Gompholobium cyaninum is a species of flowering plant in the family Fabaceae and is endemic to the south-west of Western Australia. It is an erect to straggling shrub with pinnate leaves and blue, purple and red, pea-like flowers.

==Description==
Gompholobium cyaninum is an erect to straggling shrub that typically grows to a height of 7–60 cm. It has pinnate leaves with fifteen to nineteen leaflets with a stipule at the base of the leaf. Each flowers is borne on a hairy pedicel 4–6 mm long with sometimes hairy sepals 7.6–10.4 mm long. The flowers are red and blue or purple, the standard petal 10-12 mm long, the wings 7.6–9 mm long and the keel 8–9 mm long. Flowering occurs from September to December and the fruit is a cylindrical pod.

==Taxonomy==
Gompholobium cyaninum was first formally described in 2008 by Jennifer Anne Chappill in Australian Systematic Botany from specimens collected near Wandering in 2000. The specific epithet (cyaninum) means "deep blue".

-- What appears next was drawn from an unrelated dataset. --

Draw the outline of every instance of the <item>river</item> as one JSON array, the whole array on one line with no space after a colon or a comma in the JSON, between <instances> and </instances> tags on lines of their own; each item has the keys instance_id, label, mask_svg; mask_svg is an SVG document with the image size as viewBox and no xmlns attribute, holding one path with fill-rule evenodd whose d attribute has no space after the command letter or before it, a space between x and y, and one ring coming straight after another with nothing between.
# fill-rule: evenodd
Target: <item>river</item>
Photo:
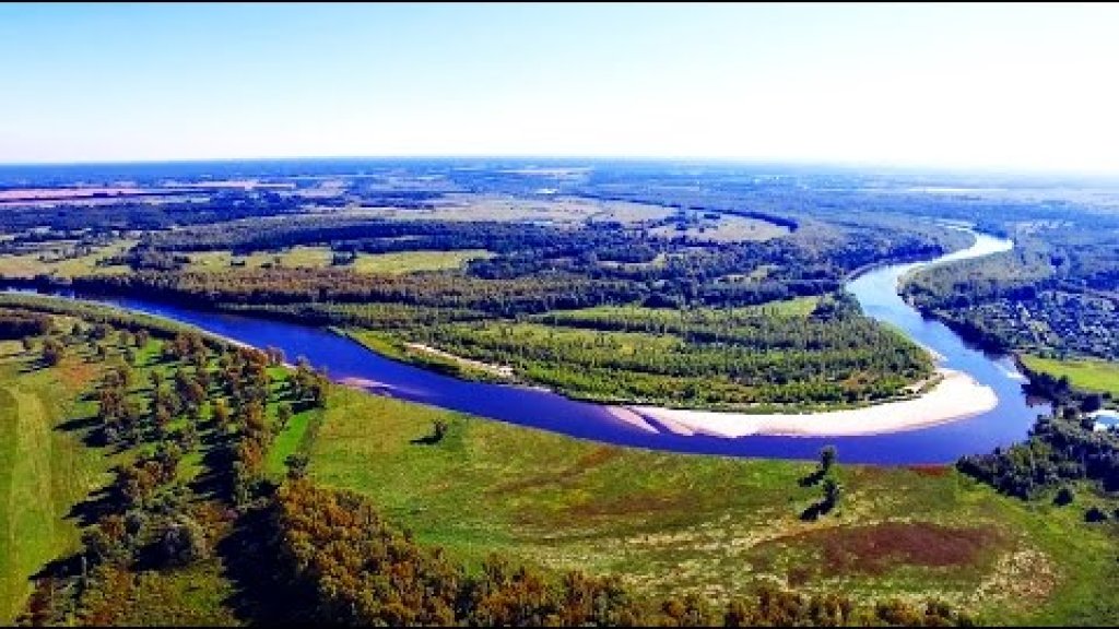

==Distribution and habitat==
This pea grows in sandy to gravelly soil on plains slopes and valleys in the Avon Wheatbelt, Esperance Plains, Jarrah Forest, Mallee, Swan Coastal Plain and Warren biogeographic regions of south-western Western Australia.

==Conservation status==
Gompholobium cyaninum is classified as "not threatened" by the Western Australian Government Department of Parks and Wildlife.